He clamped his jaw to prevent himself saying that he knew exactly where he wanted to put the camera at this precise moment.
‘OK, Riggs.’ He ran a hand along the back of his neck and exercised his temper control skills. ‘First of all, I know you’ve been struggling to cope but that’s because Dad has been limping along at half-pace for months. Now I’m here and I’m more than capable of picking up all his work and probably some of yours.’
‘I don’t need you to touch mine—’
‘I’m merely pointing out that I have the capacity to do so.
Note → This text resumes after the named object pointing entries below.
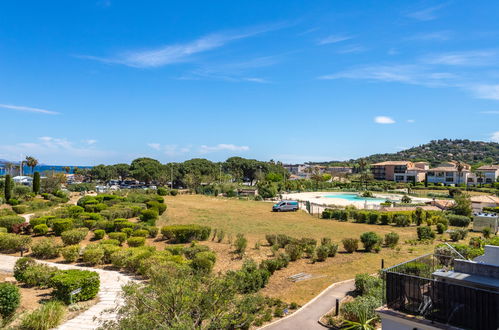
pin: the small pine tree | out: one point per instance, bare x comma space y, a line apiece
8, 187
36, 183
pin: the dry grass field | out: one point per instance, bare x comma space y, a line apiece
255, 220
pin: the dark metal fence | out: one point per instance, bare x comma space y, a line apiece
443, 302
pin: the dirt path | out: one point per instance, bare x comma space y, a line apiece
109, 295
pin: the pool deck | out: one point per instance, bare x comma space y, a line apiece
320, 198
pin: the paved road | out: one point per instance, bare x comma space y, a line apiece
306, 318
110, 287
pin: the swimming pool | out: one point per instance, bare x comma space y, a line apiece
356, 198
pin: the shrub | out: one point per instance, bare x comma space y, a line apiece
13, 242
425, 233
186, 233
350, 244
93, 255
47, 316
322, 252
68, 280
41, 229
20, 266
99, 233
149, 216
295, 251
39, 275
60, 225
10, 299
74, 236
401, 220
458, 220
121, 237
240, 244
136, 241
370, 240
10, 221
140, 233
441, 228
162, 191
45, 248
365, 283
71, 253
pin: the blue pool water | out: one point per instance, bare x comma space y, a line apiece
355, 198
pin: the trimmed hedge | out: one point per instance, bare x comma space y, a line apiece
186, 233
69, 280
60, 225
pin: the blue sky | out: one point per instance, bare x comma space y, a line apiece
88, 82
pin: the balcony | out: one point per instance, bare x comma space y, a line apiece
413, 288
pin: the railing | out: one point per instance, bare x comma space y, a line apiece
410, 290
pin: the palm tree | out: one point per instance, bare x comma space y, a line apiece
459, 167
31, 162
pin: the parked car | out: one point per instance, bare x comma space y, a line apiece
284, 206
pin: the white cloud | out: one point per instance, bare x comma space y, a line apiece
28, 109
181, 52
332, 39
483, 91
426, 14
467, 58
383, 120
222, 147
54, 150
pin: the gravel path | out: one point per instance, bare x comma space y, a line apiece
308, 316
109, 295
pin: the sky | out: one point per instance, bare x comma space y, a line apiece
107, 81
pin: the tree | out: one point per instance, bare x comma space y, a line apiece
8, 187
32, 162
145, 169
36, 182
462, 205
177, 298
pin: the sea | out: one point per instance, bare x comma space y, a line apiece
40, 168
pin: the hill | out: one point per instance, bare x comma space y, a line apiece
435, 152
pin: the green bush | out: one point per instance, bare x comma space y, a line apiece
458, 220
136, 241
401, 220
10, 221
295, 251
13, 242
45, 248
45, 317
186, 233
38, 275
60, 225
140, 233
71, 253
350, 244
69, 280
370, 240
93, 255
425, 233
20, 209
41, 229
121, 237
391, 239
321, 252
20, 266
99, 234
441, 228
74, 236
10, 298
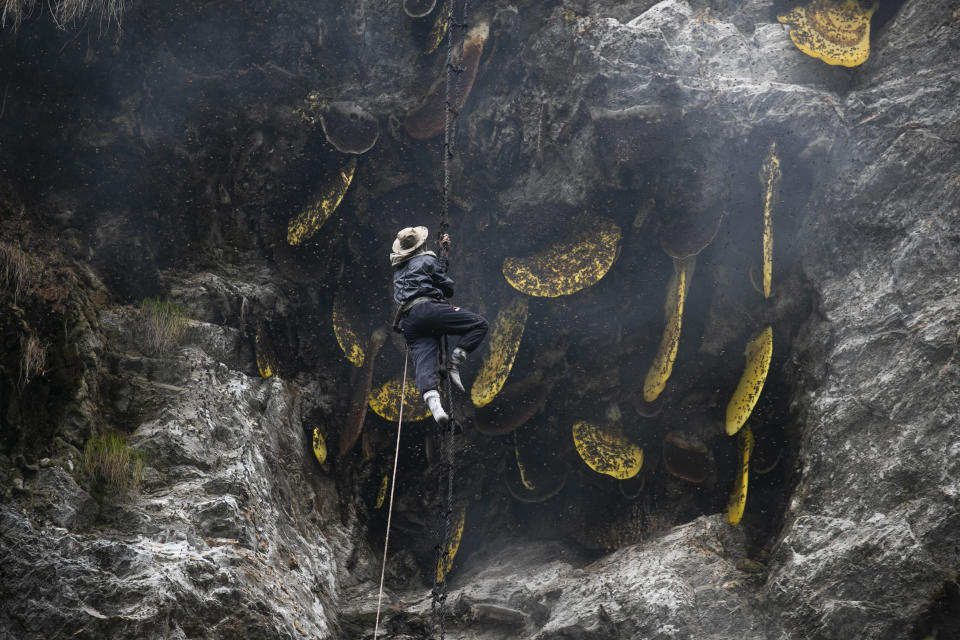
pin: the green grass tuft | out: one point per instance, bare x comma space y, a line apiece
164, 323
110, 461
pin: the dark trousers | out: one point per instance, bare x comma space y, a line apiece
425, 325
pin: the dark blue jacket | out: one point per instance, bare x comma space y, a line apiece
422, 275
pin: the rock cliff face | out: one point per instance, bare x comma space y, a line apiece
166, 161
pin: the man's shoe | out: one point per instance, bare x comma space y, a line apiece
457, 356
432, 398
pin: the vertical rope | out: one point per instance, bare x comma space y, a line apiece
393, 484
451, 112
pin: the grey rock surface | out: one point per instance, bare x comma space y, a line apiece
236, 532
580, 108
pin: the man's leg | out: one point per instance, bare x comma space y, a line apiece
471, 329
425, 349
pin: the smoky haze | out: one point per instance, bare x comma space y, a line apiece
184, 142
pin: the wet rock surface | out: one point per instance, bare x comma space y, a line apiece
649, 115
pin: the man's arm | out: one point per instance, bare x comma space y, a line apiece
439, 271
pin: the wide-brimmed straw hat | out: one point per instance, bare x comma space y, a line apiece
409, 240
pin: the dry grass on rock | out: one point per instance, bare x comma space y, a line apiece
163, 324
13, 12
33, 359
14, 267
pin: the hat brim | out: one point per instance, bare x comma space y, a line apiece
421, 234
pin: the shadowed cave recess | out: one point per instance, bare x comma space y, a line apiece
252, 164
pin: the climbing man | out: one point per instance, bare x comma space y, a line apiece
421, 286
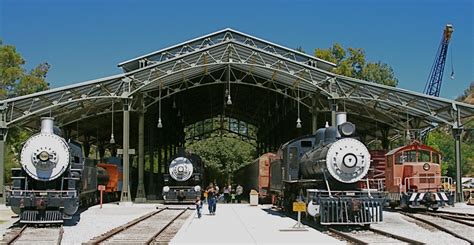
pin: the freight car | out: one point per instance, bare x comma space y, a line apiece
184, 178
256, 176
413, 178
323, 171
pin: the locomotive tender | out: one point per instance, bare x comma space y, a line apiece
256, 176
184, 179
54, 178
323, 170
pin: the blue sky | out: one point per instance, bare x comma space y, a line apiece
85, 40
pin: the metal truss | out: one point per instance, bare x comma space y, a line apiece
236, 59
218, 127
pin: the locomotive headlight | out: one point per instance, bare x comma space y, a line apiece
346, 129
44, 156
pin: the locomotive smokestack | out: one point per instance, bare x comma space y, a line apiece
341, 117
47, 125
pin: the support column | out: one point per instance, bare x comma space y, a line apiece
457, 131
333, 112
126, 145
314, 114
3, 139
141, 197
151, 180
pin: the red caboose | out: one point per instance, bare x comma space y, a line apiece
413, 178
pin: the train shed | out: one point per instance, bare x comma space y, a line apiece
233, 77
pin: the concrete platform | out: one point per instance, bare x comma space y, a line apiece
244, 224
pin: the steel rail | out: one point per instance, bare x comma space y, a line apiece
165, 227
438, 227
126, 226
346, 236
454, 219
61, 233
16, 236
401, 238
470, 216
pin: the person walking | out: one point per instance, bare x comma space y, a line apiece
226, 194
198, 203
239, 191
212, 199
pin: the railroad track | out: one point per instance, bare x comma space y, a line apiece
360, 235
462, 219
370, 235
156, 227
34, 235
450, 226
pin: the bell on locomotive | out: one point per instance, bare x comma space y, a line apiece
338, 156
335, 164
182, 183
45, 190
The second point is that once we know what we’re doing, the filming is surprisingly unobtrusive. We’re filming normal, everyday surgeries. Despite what you think, nothing is staged for the cameras.’
‘It’ll probably take several takes to get your stitches straight.’
He wondered how many stitches it would take to sew her mouth up. He took a deep breath. ‘You think I’m going to undo a wound and do it up again?’
She shrugged. ‘How do I know to what lengths you’d go to make yourself look good?’
‘That’s why I’m inviting you to join this meeting.’ He kept his voice even. ‘Then you’ll know. You might even enjoy it.’
She looked at him and then nodded. ‘All right. I’ll listen in. But only because I don’t want things going on in my surgery that I don’t know about. And I have to do the house calls first.’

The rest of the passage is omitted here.